The core insight is simple but powerful: standard dense attention has O(L²) complexity, which becomes a severe bottleneck at long sequence lengths. DSA reduces this to O(L·k) where k ≪ L is the number of selected tokens.
Lightning Indexer
The indexer computes an index score I_{t,s} between a query token h_t and a preceding token h_s:
I_{t,s} = Σ_{j=1}^{H^I} w_{t,j}^I · ReLU(q_{t,j}^I · k_s^I)
Where:
- H^I is the number of indexer heads (kept small for efficiency)
- q_{t,j}^I and w_{t,j}^I are derived from query token h_t
- k_s^I is derived from the preceding token h_s
- ReLU is chosen as the activation function for throughput optimization
The lightning indexer has a small number of heads and can be implemented in FP8, making its computational overhead remarkably low.
Fine-Grained Token Selection
Given the index scores {I_{t,s}} for each query token, the selection mechanism retrieves only the key-value entries corresponding to the top-k index scores:
u_t = Attn(h_t, {c_s | I_{t,s} ∈ Top-k(I_{t,:})})

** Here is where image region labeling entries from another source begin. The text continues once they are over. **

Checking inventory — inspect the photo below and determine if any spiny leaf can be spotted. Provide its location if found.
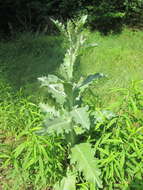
[54,175,76,190]
[79,73,105,88]
[71,107,90,130]
[39,103,60,117]
[37,117,72,135]
[38,75,66,104]
[71,143,102,188]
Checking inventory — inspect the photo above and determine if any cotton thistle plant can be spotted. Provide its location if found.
[38,16,104,190]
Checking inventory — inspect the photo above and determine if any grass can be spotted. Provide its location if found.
[0,29,143,98]
[0,29,143,190]
[81,29,143,87]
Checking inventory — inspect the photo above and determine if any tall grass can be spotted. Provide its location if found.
[0,29,143,190]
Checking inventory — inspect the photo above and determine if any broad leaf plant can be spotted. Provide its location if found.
[38,15,104,190]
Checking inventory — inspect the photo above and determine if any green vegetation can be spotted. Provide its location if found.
[0,17,143,190]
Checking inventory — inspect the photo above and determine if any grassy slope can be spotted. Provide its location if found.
[0,30,143,96]
[81,30,143,90]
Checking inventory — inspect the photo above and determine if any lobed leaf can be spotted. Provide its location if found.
[71,107,90,130]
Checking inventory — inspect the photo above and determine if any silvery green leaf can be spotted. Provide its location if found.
[92,110,116,123]
[38,75,66,104]
[71,107,90,130]
[79,73,105,88]
[39,103,60,117]
[38,75,63,86]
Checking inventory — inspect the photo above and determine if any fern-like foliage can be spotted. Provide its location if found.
[71,143,102,188]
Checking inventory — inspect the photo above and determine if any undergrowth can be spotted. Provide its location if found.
[0,16,143,190]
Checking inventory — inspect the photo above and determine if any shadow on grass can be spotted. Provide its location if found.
[0,34,65,94]
[126,178,143,190]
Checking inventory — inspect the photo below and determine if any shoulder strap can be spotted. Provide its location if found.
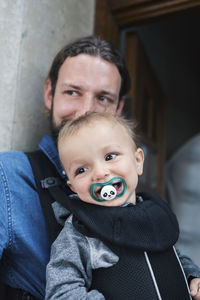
[25,150,63,243]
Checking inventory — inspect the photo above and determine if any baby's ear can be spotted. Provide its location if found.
[135,148,144,175]
[67,180,76,193]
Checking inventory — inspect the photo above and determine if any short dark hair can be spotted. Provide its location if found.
[47,36,130,100]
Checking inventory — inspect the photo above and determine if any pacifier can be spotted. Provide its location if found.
[90,177,126,202]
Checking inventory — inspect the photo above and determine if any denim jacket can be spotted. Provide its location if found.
[0,136,67,299]
[0,136,200,299]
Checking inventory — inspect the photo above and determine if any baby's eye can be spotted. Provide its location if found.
[75,167,87,175]
[105,153,117,160]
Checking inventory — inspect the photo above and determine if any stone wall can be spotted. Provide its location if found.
[0,0,95,151]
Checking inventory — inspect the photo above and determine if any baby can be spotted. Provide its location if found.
[46,113,200,300]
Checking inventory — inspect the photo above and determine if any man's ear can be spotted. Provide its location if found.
[135,148,144,176]
[44,79,53,110]
[116,96,126,116]
[67,180,76,193]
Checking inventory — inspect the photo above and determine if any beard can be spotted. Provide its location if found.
[49,107,69,146]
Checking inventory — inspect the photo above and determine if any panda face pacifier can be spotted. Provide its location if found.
[90,177,126,202]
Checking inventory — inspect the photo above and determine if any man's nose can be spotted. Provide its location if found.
[75,95,95,118]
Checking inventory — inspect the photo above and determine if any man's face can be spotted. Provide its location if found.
[44,54,124,138]
[58,120,144,206]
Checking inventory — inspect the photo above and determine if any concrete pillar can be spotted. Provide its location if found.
[0,0,95,151]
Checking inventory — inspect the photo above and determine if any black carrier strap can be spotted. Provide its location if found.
[26,150,67,243]
[0,283,39,300]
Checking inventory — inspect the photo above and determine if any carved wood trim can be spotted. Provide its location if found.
[109,0,200,27]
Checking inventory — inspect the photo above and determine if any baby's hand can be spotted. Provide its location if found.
[190,278,200,300]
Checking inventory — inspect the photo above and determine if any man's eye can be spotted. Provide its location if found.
[105,153,117,161]
[65,90,77,96]
[75,167,87,175]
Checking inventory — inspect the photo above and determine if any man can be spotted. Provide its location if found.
[0,37,199,300]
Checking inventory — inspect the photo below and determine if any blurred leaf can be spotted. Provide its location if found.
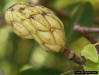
[81,44,98,63]
[0,70,6,75]
[84,57,99,72]
[65,3,93,45]
[54,0,78,8]
[19,68,60,75]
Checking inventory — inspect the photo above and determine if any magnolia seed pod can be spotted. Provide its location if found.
[5,2,65,52]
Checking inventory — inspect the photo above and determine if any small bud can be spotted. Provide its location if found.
[5,3,65,52]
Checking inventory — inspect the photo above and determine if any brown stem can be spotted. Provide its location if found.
[74,25,98,44]
[74,25,99,54]
[74,25,99,33]
[64,49,86,65]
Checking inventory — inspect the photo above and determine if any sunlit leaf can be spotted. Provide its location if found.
[65,3,93,45]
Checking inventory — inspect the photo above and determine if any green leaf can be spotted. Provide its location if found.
[84,58,99,75]
[19,68,60,75]
[81,44,98,63]
[65,3,93,45]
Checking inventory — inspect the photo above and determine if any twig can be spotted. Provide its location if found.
[74,25,98,44]
[74,24,99,54]
[74,25,99,33]
[64,49,86,65]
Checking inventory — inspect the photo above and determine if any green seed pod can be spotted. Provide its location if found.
[5,2,65,52]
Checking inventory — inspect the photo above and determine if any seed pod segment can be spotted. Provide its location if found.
[5,2,65,52]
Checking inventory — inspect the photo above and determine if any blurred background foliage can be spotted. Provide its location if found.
[0,0,99,75]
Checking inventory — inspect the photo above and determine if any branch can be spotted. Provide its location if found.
[74,25,99,33]
[74,25,99,44]
[74,25,99,54]
[64,49,86,65]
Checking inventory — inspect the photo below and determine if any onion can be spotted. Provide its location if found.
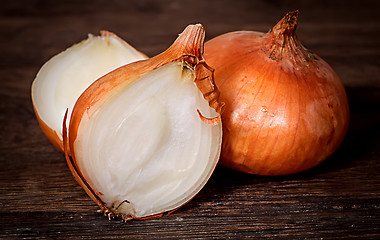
[31,31,147,151]
[63,24,223,220]
[205,11,349,175]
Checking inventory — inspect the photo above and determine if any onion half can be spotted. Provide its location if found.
[31,31,147,151]
[63,24,223,220]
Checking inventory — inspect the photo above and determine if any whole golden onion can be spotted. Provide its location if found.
[205,11,349,175]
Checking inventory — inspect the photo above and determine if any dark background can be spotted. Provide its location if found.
[0,0,380,239]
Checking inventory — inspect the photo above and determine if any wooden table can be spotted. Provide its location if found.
[0,0,380,239]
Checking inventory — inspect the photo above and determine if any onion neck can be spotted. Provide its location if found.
[262,10,316,66]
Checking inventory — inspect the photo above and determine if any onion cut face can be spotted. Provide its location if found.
[63,25,223,220]
[31,31,147,151]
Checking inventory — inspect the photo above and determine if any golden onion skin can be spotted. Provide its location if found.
[204,12,349,175]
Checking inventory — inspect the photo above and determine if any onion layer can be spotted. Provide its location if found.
[205,11,349,175]
[63,25,223,220]
[31,31,147,151]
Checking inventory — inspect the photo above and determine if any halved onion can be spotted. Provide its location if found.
[64,25,223,220]
[31,31,147,151]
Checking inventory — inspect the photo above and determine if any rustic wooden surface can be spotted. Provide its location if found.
[0,0,380,239]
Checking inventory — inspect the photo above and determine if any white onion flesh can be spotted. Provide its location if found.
[32,35,146,147]
[73,62,222,218]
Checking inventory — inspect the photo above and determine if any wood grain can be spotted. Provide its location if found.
[0,0,380,239]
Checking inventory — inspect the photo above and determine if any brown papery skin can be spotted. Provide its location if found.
[204,11,349,175]
[63,24,223,220]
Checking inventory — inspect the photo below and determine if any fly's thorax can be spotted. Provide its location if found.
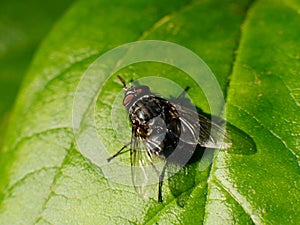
[128,95,162,124]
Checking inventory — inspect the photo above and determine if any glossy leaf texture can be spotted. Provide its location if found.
[0,0,300,224]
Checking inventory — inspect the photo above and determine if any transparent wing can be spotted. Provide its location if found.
[176,105,256,154]
[130,132,165,198]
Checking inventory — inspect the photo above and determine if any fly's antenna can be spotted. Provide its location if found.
[117,75,127,89]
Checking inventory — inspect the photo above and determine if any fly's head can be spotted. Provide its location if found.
[118,75,151,111]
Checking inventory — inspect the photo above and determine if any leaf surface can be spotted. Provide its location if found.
[0,0,300,224]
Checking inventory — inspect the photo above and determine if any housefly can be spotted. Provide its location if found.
[108,76,231,202]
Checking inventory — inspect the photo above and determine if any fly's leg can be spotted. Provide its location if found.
[157,163,168,202]
[107,142,131,162]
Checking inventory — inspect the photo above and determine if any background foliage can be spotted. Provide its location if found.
[0,0,300,224]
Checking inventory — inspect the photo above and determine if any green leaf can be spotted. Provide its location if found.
[0,0,300,224]
[0,0,72,146]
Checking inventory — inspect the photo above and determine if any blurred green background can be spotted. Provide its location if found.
[0,0,73,149]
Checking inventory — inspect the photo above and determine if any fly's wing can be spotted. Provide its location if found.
[176,105,256,154]
[176,105,231,149]
[130,132,165,198]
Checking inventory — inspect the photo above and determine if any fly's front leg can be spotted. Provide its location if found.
[107,142,131,162]
[157,163,168,202]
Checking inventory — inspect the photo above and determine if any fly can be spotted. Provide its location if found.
[108,76,231,202]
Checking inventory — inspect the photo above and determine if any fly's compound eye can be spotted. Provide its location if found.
[123,94,134,106]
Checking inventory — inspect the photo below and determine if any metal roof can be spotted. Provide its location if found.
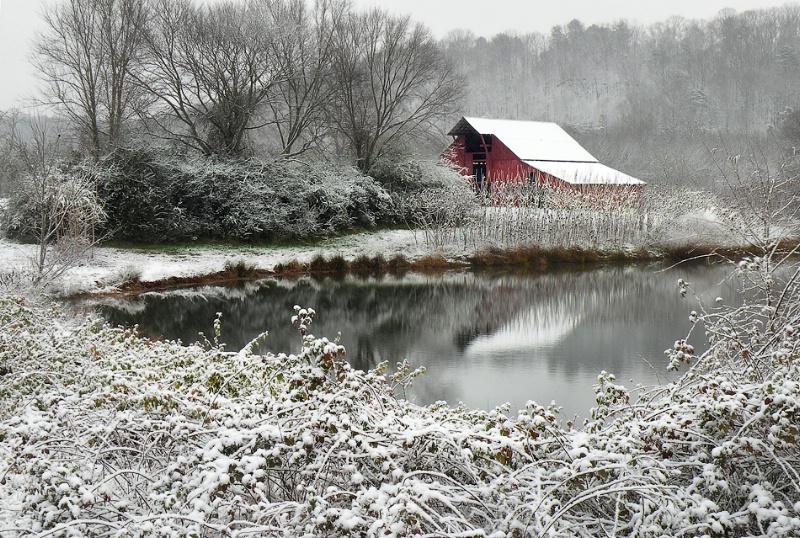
[449,117,597,163]
[524,160,645,185]
[449,117,645,185]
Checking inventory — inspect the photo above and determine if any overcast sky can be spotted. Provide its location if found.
[0,0,787,109]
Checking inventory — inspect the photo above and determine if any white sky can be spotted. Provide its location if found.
[0,0,787,109]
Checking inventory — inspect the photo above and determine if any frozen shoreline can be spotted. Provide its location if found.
[0,226,467,295]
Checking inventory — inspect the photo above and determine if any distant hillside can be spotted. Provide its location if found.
[442,4,800,135]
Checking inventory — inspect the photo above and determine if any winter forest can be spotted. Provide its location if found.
[6,0,800,538]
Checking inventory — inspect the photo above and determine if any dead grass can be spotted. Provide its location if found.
[109,242,760,294]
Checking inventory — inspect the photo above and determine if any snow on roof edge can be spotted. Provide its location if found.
[523,160,647,185]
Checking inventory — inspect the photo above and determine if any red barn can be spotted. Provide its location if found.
[446,117,645,201]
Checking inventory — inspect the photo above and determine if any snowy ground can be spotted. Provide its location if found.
[0,226,465,294]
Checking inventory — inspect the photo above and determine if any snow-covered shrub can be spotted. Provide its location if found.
[3,165,107,286]
[84,150,396,242]
[0,253,800,537]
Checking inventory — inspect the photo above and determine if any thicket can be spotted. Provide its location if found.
[0,246,800,537]
[9,150,397,243]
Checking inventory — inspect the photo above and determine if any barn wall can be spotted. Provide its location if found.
[444,136,642,207]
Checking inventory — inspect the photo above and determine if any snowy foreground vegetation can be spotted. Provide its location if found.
[0,253,800,537]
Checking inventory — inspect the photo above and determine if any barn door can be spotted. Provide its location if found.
[472,161,489,193]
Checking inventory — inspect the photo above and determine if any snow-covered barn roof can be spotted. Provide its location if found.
[449,117,597,163]
[523,160,645,185]
[448,117,645,185]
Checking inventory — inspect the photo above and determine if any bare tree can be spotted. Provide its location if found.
[33,0,147,157]
[139,0,277,155]
[1,109,105,285]
[330,9,463,171]
[263,0,349,156]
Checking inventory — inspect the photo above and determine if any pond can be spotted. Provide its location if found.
[81,265,739,418]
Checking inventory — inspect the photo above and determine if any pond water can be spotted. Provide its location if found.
[84,265,739,417]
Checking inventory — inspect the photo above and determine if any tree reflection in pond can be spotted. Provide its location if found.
[86,265,738,416]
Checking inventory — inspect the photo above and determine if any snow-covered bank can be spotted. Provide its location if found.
[0,226,466,294]
[0,282,800,538]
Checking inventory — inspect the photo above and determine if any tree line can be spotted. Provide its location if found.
[441,4,800,136]
[29,0,463,172]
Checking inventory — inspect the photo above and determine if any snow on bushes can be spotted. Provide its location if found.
[0,260,800,537]
[11,150,396,242]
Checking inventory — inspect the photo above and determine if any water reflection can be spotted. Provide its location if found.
[83,265,738,416]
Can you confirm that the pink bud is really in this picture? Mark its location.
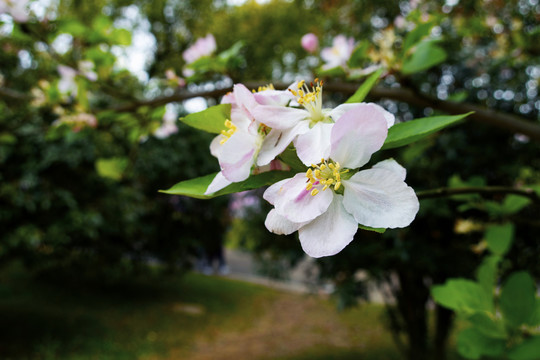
[301,33,319,53]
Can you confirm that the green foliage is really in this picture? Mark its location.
[345,69,384,103]
[161,171,294,199]
[382,113,471,150]
[180,104,231,134]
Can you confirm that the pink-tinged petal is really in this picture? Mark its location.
[328,103,364,122]
[219,130,262,164]
[263,178,292,205]
[253,90,294,106]
[372,159,407,181]
[342,168,420,228]
[294,122,334,166]
[210,134,227,159]
[220,150,255,182]
[274,173,334,223]
[330,104,388,169]
[204,172,231,195]
[257,121,309,166]
[233,84,257,114]
[251,105,309,130]
[298,195,358,258]
[264,209,305,235]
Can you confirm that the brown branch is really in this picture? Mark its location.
[103,82,540,141]
[416,186,540,203]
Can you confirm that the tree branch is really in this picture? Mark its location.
[416,186,540,204]
[104,82,540,141]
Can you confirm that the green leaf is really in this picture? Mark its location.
[476,255,501,295]
[358,224,386,234]
[382,112,472,150]
[180,104,231,134]
[500,271,536,328]
[431,278,493,314]
[401,40,447,75]
[403,22,433,54]
[160,171,295,199]
[501,194,531,215]
[345,69,384,103]
[457,328,505,359]
[96,157,129,181]
[508,335,540,360]
[485,223,514,256]
[468,312,507,339]
[110,29,131,46]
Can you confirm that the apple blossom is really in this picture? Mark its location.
[206,84,292,194]
[263,104,419,257]
[252,79,394,165]
[321,35,355,70]
[300,33,319,53]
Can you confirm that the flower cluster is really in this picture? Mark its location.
[206,79,419,257]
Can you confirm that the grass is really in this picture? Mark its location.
[0,262,442,360]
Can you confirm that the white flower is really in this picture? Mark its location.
[264,104,419,257]
[252,79,394,165]
[321,35,355,70]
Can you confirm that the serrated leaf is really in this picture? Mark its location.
[431,279,493,314]
[476,255,501,295]
[401,40,447,75]
[508,336,540,360]
[382,112,472,150]
[502,194,531,215]
[457,328,505,359]
[499,271,536,327]
[160,171,295,199]
[345,69,384,103]
[180,104,231,134]
[485,223,514,256]
[467,312,507,339]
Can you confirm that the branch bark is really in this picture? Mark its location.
[104,82,540,141]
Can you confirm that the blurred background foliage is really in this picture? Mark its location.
[0,0,540,359]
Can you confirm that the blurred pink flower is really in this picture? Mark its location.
[300,33,319,53]
[182,34,217,64]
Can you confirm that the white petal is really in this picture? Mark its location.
[298,195,358,257]
[264,209,305,235]
[263,178,292,205]
[342,168,420,228]
[204,172,231,195]
[330,104,388,169]
[294,123,334,166]
[210,134,227,158]
[274,173,334,223]
[257,121,309,166]
[251,105,309,129]
[372,159,407,180]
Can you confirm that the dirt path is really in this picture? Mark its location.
[169,293,394,360]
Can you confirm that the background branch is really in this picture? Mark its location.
[104,82,540,141]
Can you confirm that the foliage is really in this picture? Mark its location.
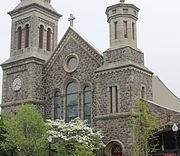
[6,104,48,156]
[47,118,104,150]
[0,115,17,156]
[72,145,95,156]
[131,100,158,156]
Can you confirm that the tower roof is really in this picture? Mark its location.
[10,0,59,15]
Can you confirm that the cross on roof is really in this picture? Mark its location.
[120,0,125,3]
[68,14,75,27]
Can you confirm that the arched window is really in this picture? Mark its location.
[46,28,51,51]
[66,82,78,122]
[111,145,122,156]
[84,86,92,124]
[25,24,29,48]
[17,27,22,49]
[54,91,61,120]
[39,25,44,49]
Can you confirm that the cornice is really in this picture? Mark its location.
[95,64,153,76]
[1,99,44,108]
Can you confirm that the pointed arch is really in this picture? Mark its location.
[83,86,92,124]
[105,140,125,156]
[66,82,79,122]
[25,24,29,48]
[53,91,62,120]
[39,25,44,49]
[46,28,52,51]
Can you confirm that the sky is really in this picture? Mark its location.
[0,0,180,103]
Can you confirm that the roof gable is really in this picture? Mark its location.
[45,27,103,73]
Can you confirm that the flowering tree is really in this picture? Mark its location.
[47,118,104,150]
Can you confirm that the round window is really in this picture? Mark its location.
[64,54,78,72]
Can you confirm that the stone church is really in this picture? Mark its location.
[1,0,180,156]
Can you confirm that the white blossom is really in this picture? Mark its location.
[47,118,104,149]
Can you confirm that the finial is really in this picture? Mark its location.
[120,0,125,3]
[68,14,75,27]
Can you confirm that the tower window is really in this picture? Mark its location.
[84,86,92,124]
[17,27,22,49]
[109,86,118,113]
[46,28,51,51]
[109,87,113,113]
[123,21,128,38]
[112,9,116,14]
[141,86,145,99]
[115,86,118,112]
[114,22,117,39]
[132,22,135,40]
[39,25,44,49]
[25,24,29,48]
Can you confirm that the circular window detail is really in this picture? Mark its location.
[64,54,79,72]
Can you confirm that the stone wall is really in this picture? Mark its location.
[44,38,101,119]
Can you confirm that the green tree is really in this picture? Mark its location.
[47,118,104,156]
[131,100,158,156]
[6,104,48,156]
[0,115,17,156]
[72,145,95,156]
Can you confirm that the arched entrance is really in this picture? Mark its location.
[111,145,122,156]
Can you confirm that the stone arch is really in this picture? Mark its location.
[105,140,125,156]
[81,83,93,125]
[50,88,63,120]
[62,78,81,94]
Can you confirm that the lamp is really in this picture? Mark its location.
[172,123,178,156]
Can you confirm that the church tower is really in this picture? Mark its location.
[94,0,153,156]
[1,0,61,114]
[9,0,61,60]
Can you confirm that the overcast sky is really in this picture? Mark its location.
[0,0,180,105]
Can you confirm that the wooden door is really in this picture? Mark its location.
[111,145,122,156]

Where c_s represents the key-value entry (latent vector in MLA) for token s. The attention output u_t is computed by applying the standard attention mechanism between the query token and the sparsely selected entries only.
Instantiation Under MLA
For continued training from DeepSeek-V3.1-Terminus, DSA is instantiated based on MLA. At the kernel level, each key-value entry must be shared across multiple queries for computational efficiency, so DSA is implemented under the MQA (Multi-Query Attention) mode of MLA — where each latent vector (the key-value entry of MLA) is shared across all query heads of the query token.